Exact intervals for population proportions Section

Since \(Y_i\) are defined as 1 or 0 depending on whether the unit has the attribute or not and the sampling is without replacement, one can see that, to be exact, \(\sum Y_i\)has a hypergeometric distribution.

Using this property, one can obtain exact confidence interval for p. When the total number of successes and total number of failures are large (larger than 5), we can use the t-interval. (can use z-interval if n > 50).

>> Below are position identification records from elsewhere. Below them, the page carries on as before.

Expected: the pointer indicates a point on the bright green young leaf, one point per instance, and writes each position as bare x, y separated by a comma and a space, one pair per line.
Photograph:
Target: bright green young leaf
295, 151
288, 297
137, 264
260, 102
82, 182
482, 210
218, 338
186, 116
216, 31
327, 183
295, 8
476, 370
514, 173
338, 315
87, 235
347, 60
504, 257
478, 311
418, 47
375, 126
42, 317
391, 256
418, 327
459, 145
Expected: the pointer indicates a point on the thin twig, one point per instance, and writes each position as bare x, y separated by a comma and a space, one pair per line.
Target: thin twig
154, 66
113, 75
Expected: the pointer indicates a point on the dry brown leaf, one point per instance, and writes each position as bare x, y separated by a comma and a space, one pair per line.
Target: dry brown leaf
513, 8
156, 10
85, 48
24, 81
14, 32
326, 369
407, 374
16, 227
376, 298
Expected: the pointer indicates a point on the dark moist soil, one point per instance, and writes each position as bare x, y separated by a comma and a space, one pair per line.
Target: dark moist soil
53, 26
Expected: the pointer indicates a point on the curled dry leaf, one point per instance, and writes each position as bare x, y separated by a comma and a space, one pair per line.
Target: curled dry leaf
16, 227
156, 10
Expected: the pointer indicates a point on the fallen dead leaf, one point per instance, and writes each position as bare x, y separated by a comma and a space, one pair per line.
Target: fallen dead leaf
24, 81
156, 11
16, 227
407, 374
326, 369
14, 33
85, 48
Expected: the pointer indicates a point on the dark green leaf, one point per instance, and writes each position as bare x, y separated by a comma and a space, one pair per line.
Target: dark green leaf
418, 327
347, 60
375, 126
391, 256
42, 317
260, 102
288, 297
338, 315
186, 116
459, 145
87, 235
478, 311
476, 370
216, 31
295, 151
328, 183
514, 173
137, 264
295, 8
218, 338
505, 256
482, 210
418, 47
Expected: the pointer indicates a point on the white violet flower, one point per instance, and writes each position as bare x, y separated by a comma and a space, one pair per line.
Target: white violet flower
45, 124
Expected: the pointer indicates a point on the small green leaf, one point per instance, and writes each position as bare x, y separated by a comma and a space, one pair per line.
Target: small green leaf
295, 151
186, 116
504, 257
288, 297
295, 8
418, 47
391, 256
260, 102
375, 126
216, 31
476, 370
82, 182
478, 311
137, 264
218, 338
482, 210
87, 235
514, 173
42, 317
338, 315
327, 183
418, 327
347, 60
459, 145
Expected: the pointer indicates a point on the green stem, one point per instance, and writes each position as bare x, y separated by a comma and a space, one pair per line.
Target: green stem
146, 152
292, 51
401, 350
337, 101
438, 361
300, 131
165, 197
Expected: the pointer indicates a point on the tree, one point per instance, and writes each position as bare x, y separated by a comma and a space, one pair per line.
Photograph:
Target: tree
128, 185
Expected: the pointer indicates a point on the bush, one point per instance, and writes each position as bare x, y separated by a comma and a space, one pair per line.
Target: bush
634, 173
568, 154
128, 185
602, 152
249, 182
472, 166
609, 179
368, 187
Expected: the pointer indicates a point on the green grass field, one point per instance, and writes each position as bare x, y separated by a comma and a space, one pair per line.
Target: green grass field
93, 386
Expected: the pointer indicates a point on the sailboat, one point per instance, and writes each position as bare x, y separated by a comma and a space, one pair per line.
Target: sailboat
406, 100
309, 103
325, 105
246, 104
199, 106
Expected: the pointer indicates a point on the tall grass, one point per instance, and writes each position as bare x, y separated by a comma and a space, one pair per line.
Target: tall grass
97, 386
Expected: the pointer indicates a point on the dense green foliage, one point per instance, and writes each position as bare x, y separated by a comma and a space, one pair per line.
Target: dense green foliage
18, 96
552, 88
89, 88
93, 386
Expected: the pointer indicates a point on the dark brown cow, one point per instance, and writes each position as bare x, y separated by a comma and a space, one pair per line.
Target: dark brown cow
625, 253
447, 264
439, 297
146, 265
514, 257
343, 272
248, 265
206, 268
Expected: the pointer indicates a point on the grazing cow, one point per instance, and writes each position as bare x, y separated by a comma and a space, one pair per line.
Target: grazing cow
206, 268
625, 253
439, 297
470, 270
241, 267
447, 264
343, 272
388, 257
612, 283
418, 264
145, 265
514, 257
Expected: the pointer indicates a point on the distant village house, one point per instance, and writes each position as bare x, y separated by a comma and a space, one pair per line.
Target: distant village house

Sample size for estimating several proportions simultaneously Section

It is good to know that there is a solution in the following scenario: 

There are a few (maybe unknown) classes and one wants to collect enough samples so that the proportion in each class can be estimated to within a certain prescribed precision. (Details not needed, if interested, read   Ch. 5.4 and the reference cited there.)